Je hebt materie veranderende staat waargenomen, zoals wanneer een ijsblokje smelt van een vaste stof in vloeibaar water of het water kookt in damp, maar weet je waarom een stof verandert van? Dit komt omdat materie wordt beïnvloed door energie. Als een stof voldoende energie absorbeert, bewegen atomen en moleculen meer rond. De verhoogde kinetische energie kan deeltjes ver genoeg uit elkaar duwen zodat ze van vorm veranderen. Ook beïnvloedt verhoogde energie de elektronen die atomen omringen, waardoor ze soms chemische bindingen kunnen verbreken of zelfs kunnen ontsnappen uit de kern van hun atomen.
Meestal is deze energie warmte of thermische energie. Verhoogde temperatuur is een maat voor verhoogde thermische energie, die ertoe kan leiden dat vaste stoffen in vloeistoffen veranderen in gassen in plasma en in aanvullende toestanden. Een verlaagde temperatuur keert de voortgang om, zodat een gas een vloeistof kan worden die tot een vaste stof kan bevriezen.
Druk speelt ook een rol. De deeltjes van een stof zoeken de meest stabiele configuratie. Soms zorgt de combinatie van temperatuur en druk ervoor dat een stof de fase-overgang "overslaat", zodat een vaste stof rechtstreeks naar de gasfase kan gaan of een gas een vaste stof kan worden, zonder vloeibare tussenliggende toestand.
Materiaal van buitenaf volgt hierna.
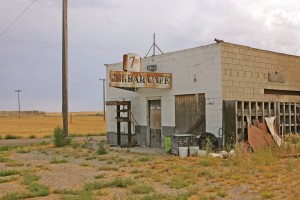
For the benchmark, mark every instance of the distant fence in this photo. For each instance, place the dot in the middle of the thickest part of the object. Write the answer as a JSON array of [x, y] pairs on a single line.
[[13, 113]]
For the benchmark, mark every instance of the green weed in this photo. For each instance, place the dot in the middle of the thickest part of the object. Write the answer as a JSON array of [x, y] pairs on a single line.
[[142, 189], [55, 160], [8, 172]]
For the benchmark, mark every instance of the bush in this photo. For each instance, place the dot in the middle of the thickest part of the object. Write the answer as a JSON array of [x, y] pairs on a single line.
[[9, 137], [101, 150], [59, 138]]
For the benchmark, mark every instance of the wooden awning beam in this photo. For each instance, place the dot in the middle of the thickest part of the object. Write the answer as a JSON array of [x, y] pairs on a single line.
[[114, 103]]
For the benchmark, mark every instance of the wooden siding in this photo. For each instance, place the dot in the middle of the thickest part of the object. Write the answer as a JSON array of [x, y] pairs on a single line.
[[188, 110]]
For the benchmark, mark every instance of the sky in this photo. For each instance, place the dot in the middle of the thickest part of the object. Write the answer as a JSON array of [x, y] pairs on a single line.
[[101, 31]]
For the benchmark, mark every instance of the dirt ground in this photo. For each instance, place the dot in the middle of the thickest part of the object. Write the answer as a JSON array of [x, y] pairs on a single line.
[[75, 172]]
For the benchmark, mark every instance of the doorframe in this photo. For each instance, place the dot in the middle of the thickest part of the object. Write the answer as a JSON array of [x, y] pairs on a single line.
[[148, 117]]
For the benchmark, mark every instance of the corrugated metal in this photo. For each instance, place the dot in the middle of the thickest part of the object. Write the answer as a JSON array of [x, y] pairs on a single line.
[[188, 110]]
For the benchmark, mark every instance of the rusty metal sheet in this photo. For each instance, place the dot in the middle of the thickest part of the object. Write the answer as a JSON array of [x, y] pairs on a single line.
[[270, 124], [123, 79], [132, 62], [267, 134], [256, 138]]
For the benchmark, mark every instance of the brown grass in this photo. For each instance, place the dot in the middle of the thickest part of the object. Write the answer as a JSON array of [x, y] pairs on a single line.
[[80, 123]]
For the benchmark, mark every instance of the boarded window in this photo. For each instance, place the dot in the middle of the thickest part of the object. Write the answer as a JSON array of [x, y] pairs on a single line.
[[188, 110]]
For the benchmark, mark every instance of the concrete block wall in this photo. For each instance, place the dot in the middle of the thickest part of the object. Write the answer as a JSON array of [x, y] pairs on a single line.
[[245, 73], [196, 70]]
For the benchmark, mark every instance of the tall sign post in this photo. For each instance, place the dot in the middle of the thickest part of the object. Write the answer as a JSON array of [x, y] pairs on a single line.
[[65, 68], [18, 91], [102, 79]]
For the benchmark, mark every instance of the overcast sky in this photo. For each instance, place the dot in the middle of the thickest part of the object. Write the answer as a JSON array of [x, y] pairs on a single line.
[[101, 31]]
Andere vormen van energie dan thermische energie kunnen de toestand van de materie veranderen. Het toevoegen van elektrische energie kan bijvoorbeeld atomen ioniseren en een gas in plasma veranderen. Energie uit licht kan chemische bindingen verbreken om een vaste stof in een vloeistof te veranderen. Vaak worden soorten energie geabsorbeerd door een materiaal en veranderen in thermische energie.